Currently the main purpose of the substrate-api-client is to use it as a library from within another software component. Specifically it assumes, that the storage of the keys (used for the transactions) is taken care of in the software using the api-client. For certain usecases this is insufficient, especially when the command-line-interface (CLI) is used to make transactions. We want to extend the current implementation by adding the possibility to use keys, that are stored with encryption, and in a second step also two-factor-authentication.

Current situation

The api client offers a keystore that stores the keypair into an object and to write that object to a file. The users have to handle the file themselves. The integritee worker for example (https://github.com/integritee-network/worker) makes use of it. However, other users should have the possibility to store their keypair in a more convenient way.

Currently the user has to set the private key which is stored in the application state and loaded from there for signing the extrinsic:

seq_current drawio

Password Protection

We want a wallet that stores the keys in a file and takes over the file handling and encryption.

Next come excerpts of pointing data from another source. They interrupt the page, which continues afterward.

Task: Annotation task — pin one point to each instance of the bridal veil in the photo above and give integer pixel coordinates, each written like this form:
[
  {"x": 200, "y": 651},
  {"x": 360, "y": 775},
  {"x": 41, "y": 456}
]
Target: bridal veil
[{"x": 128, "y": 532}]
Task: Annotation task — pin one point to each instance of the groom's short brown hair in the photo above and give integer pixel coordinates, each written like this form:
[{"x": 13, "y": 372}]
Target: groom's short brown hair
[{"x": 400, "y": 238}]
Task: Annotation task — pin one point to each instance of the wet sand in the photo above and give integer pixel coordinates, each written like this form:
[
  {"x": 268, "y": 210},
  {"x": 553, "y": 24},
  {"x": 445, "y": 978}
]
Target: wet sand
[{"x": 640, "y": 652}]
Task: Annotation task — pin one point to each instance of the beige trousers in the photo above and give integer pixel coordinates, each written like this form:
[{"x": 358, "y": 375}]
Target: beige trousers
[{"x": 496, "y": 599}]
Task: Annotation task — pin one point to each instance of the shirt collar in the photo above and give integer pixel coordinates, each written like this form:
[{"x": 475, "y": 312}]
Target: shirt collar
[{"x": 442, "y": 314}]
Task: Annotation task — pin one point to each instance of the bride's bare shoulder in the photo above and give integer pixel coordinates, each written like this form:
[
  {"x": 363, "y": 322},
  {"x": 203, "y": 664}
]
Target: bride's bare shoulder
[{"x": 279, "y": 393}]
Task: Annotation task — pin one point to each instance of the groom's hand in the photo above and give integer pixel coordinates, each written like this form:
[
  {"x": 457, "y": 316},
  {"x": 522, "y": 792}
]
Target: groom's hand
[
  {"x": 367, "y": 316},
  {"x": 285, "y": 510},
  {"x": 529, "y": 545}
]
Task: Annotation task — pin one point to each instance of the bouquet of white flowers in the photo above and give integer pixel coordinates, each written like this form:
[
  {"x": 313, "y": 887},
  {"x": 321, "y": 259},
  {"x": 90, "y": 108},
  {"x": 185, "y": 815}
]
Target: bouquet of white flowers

In a first step we store a password protected private key in a file. The ssh private key works as an example.

seq_new drawio

Encryption with 2nd Factor

2FA

In a second step we enhance the password protection of the private key by a second factor from the Yubikey. There is a library for RUST: https://crates.io/crates/yubico.

There are 2 possibilities:

1. Use a symmetric key to encrypt and decrypt the private key with the Yubikey.

key storage

_sec_encrypt_stor drawio

key usage

sec_encrypt_usage drawio

2. Store the private key on the Yubikey. This means that we do not need the local storage anymore. 

key storage

sec_yubikey_store drawio

key usage

sec_yubikey_usage drawio

Miscellaneous

Private key encryption

For the encryption we use substrate's primitives in crypto.rs. The protected key will be stored in a file. The plan is to use the same encryption algorithm, as currently.

Private key in state 

If we keep the private key in the state of the software, it could be read from the RAM by a local attacker. To prevent this, we use the Rust library Secret to manage the key from within our software.